Wie weit gehen Verlage, um neue Abonnenten zu „gewinnen“? Hier ein aktuelles Beispiel. Folgende Rundmail ging an den Verteiler meines Münsteraner Sportvereins Wacker Mecklenbeck:

Liebe Wackeraner,

am Montag, 5. Februar 2007 klingelten Zeitschriften-Abonnementverkäufer an Mecklenbecks Haustüren und warben mit dem Hinweis für den Abschluss von Abonnements, sie sammelten für Trikots für Wackers Fußballjugend. Dahinter steht eine Agentur, deren Verkaufsziel mit dem nicht unbedingt unseriösen Ansatz argumentativ unterstützt wird, dass Wacker für jedes Abo einen Punkt bekommt und bei Erreichen einer Punktzahl X Preise in Aussicht stehen, darunter Trikots oder Bälle – durchaus Markenware.
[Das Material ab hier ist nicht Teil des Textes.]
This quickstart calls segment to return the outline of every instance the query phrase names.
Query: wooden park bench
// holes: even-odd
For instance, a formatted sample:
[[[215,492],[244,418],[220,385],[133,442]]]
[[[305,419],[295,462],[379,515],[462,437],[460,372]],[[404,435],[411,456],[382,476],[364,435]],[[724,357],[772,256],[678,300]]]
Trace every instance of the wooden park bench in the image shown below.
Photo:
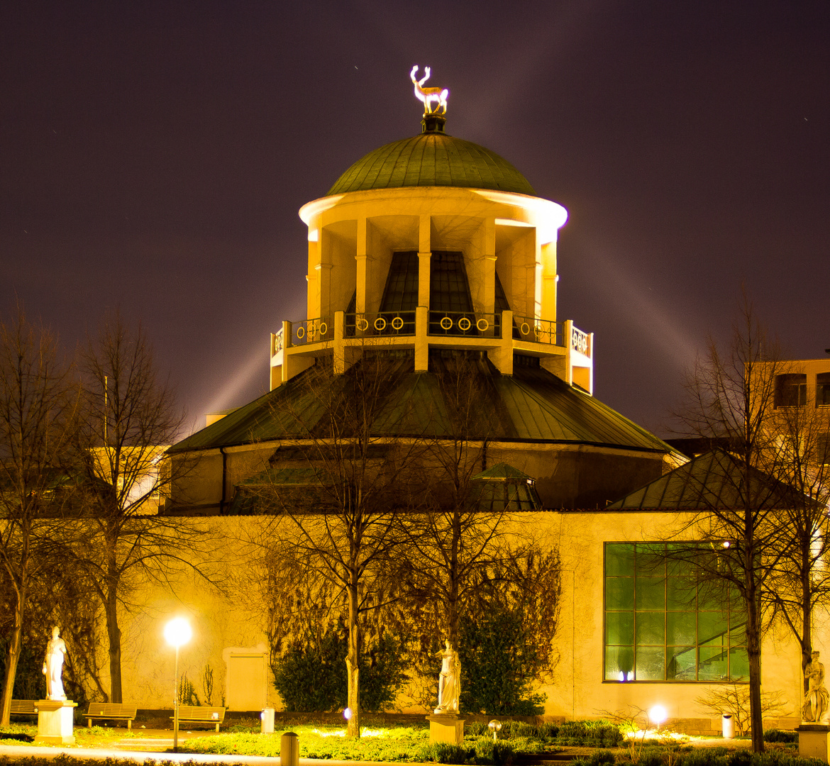
[[[12,700],[12,715],[37,715],[37,713],[35,711],[35,705],[37,703],[34,700]]]
[[[127,728],[131,729],[138,710],[135,706],[120,703],[90,702],[90,709],[86,711],[84,718],[86,719],[86,726],[90,729],[92,728],[93,718],[105,718],[125,720]]]
[[[185,724],[216,724],[216,730],[219,730],[219,724],[225,720],[223,707],[207,707],[205,705],[180,705],[178,706],[178,722]],[[170,716],[173,720],[173,716]]]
Nach eigener Aussage funktioniert das Verfahren in verschiedenen Gemeinden sehr gut, die Abschließenden würden nach Unterschrift telefonisch und schriftlich kontaktiert und die Abos liefen nach 2 Jahren automatisch aus. So wäre es in der Theorie gewesen, so läuft die Aktion parallel in Albachten und angeblich auch anderswo – in Mecklenbeck jedenfalls ohne die Autorisierung durch Vereins- oder Abteilungsvorstand. Der Grund:

Leider klafften, so eine nicht unerhebliche Zahl von Nachfragen in der Wackler-Geschäftsstelle, zwischen Theorie und Praxis – insbesondere im Bereich Rote Erde / Dill – erhebliche Lücken. Uns wurde zugetragen, dass die Argumentationskette der Werbenden durchaus von hinten aufgezäumt wird. Statt beim Vertrieb von Magazinen auf den Zusatzeffekt pro Verein hinzuweisen geht es eher anders herum: Mit dem Hinweis „Wir sammeln für die Wackerjugend“ werden Abos auf Basis Tränendrüse angeboten. Auch das wäre inakzeptabel.
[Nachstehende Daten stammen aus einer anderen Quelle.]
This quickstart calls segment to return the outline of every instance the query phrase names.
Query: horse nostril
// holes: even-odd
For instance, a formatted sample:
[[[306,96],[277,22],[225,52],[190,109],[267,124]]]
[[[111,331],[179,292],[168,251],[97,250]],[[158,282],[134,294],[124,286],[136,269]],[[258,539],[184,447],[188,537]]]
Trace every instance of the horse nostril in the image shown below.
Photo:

So oder so: Wir weisen ausdrücklich darauf hin, dass diese Aktion weder in Theorie noch Praxis mit dem Verein DJK Wacker Mecklenbeck oder seiner FB-Abteilung autorisiert abgestimmt ist und die Personen nicht im Auftrag des Vereins handeln. Das betreffende Unternehmen hat diese Aktion in Mecklenbeck umgehend abgebrochen. Diejenigen, die bereits unterschrieben hatten, weisen wir darauf hin, dass Haustürgeschäfte bis 10 Tage nach Unterschrift widerrufbar sind. Bitte tragt dies auch in die Mitgliedschaft.
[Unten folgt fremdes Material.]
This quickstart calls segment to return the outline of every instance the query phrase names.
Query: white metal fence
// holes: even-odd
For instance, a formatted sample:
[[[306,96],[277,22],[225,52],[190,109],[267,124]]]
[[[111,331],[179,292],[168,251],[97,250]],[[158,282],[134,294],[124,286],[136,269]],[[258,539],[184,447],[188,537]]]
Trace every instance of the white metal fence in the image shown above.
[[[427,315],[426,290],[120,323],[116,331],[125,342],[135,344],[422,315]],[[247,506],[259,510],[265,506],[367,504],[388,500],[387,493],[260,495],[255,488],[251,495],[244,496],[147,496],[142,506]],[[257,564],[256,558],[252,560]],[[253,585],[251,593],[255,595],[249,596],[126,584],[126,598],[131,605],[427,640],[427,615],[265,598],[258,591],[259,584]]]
Bei Fragen wenden Sie sich an die Wacker-Geschäftsstelle: Tel.: [xxx].
Wir entschuldigen uns für die entstandene Verwirrung und danken den Freunden und Mitgliedern, die uns auf diese Aktion aufmerksam gemacht haben.

Einen entsprechenden Hinweis haben wir auf www.wacker-djk.de platziert.

Mit freundlichen Grüßen

DJK Wacker Mecklenbeck 1956 e.V.

Sind die Verlage inzwischen so verzweifelt, dass sie solche Methoden benötigen? Oder war das nur ein (vielleicht schweigend geduldeter) Alleingang der betreffenden Agentur, um die Provisionen einzustreichen? Habt ihr schon einmal ähnliche Fälle erlebt? Ich habe die Geschichte nicht aus der Nähe erlebt, sondern nur durch die E-Mail davon erfahren, aber mich würde interessieren, ob ein solches Vorgehen inzwischen zum Standard gehört.